Were you born in Finland? Are you under 60 years of age? Then you’ve probably spent a few good nights in a cardboard box – supplied to your parents by the Finnish government according to the Maternity Grants Act of 1937.
Putting your baby to sleep in a cardboard box is an odd but real part of Finnish culture. The special boxes are given to new parents by an organization named Kela and subsidized by Finnish Social Security. Each box comes with a snow suit, sleeping bag, hats, socks, booties, reusable diapers, bathing supplies, towels, a picture book, toys, a pacifier, a toothbrush, nail clippers, wash cloths and creams. The bottom of the box is lined with a soft mattress where parents can put their baby to sleep before it’s old enough for a crib.

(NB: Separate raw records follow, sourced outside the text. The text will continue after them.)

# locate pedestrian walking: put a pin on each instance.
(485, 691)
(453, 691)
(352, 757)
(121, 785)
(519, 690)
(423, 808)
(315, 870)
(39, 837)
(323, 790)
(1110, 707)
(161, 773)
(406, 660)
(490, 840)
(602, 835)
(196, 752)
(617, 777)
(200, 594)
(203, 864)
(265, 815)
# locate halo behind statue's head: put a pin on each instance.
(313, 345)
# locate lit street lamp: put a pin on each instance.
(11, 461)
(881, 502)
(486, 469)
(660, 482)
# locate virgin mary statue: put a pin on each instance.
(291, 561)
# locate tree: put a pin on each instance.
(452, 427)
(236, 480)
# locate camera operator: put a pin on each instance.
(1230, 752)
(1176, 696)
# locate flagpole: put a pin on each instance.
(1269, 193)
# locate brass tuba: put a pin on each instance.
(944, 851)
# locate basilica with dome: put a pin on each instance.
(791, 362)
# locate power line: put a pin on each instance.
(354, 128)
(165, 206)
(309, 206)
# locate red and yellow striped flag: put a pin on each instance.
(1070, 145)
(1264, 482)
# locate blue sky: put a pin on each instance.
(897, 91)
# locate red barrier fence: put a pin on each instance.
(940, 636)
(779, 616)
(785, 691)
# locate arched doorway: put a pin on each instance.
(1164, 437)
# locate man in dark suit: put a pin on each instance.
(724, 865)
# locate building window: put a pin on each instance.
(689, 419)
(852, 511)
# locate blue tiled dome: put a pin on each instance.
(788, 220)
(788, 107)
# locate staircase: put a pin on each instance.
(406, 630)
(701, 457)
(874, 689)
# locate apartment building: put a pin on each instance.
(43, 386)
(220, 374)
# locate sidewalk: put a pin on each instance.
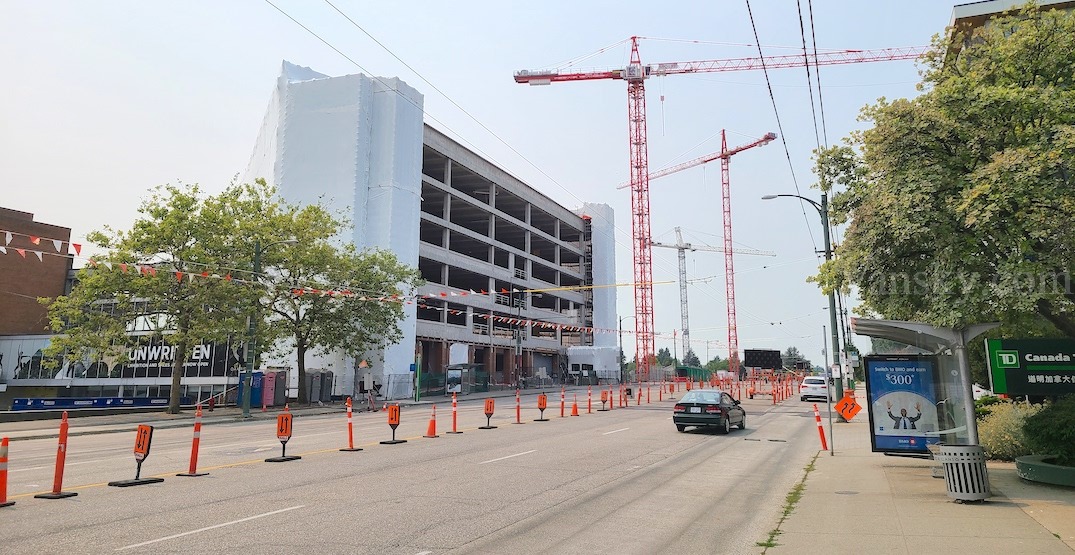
(858, 501)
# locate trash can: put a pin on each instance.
(964, 471)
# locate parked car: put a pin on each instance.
(702, 408)
(814, 387)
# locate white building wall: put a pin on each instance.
(603, 242)
(352, 143)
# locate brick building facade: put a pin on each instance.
(36, 265)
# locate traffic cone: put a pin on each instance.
(431, 431)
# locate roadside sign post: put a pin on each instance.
(488, 415)
(143, 439)
(283, 433)
(542, 404)
(350, 429)
(393, 422)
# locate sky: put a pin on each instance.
(105, 100)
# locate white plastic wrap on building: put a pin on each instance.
(354, 144)
(603, 240)
(603, 359)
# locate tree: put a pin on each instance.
(325, 298)
(664, 357)
(959, 201)
(791, 357)
(166, 276)
(691, 359)
(717, 365)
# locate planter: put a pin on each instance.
(1036, 468)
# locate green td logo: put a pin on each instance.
(1007, 358)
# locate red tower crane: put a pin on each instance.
(635, 74)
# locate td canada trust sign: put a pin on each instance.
(1031, 366)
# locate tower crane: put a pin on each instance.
(683, 247)
(635, 74)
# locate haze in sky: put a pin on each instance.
(104, 100)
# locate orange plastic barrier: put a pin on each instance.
(192, 471)
(3, 473)
(57, 492)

This amazing gesture of social care provides new parents with everything they could possibly need for a new baby – whether they can afford it or not. The phenomenon has its beginnings in the 1930s, when Finland was quite poor and infant mortality was high. The government decided to institute laws and practices to help low-income families. Starting in 1949 however, any parent can qualify for a baby box; all they have to do is ask. Parents can choose to receive the cash alternative of the baby box (approx. 140 Euro) but not many do, since the items provided are worth a lot more.
The Finnish baby box is also a sign of the times for the people who’ve grown up in it and around it – the products provided change with the times. In its early days it included mostly fabric and sewing materials for mothers to make clothes and diapers for their babies. In the 1950s, ready-made clothing was introduced and became gender-neutral in the 1970s. While disposable diapers were part of the package for a time, they were eliminated because of environmental concerns. Similarly, bottles were skipped in order to promote breastfeeding.
Finland today has a normal to low infant mortality rate and takes pride in the care it gives to its young citizens.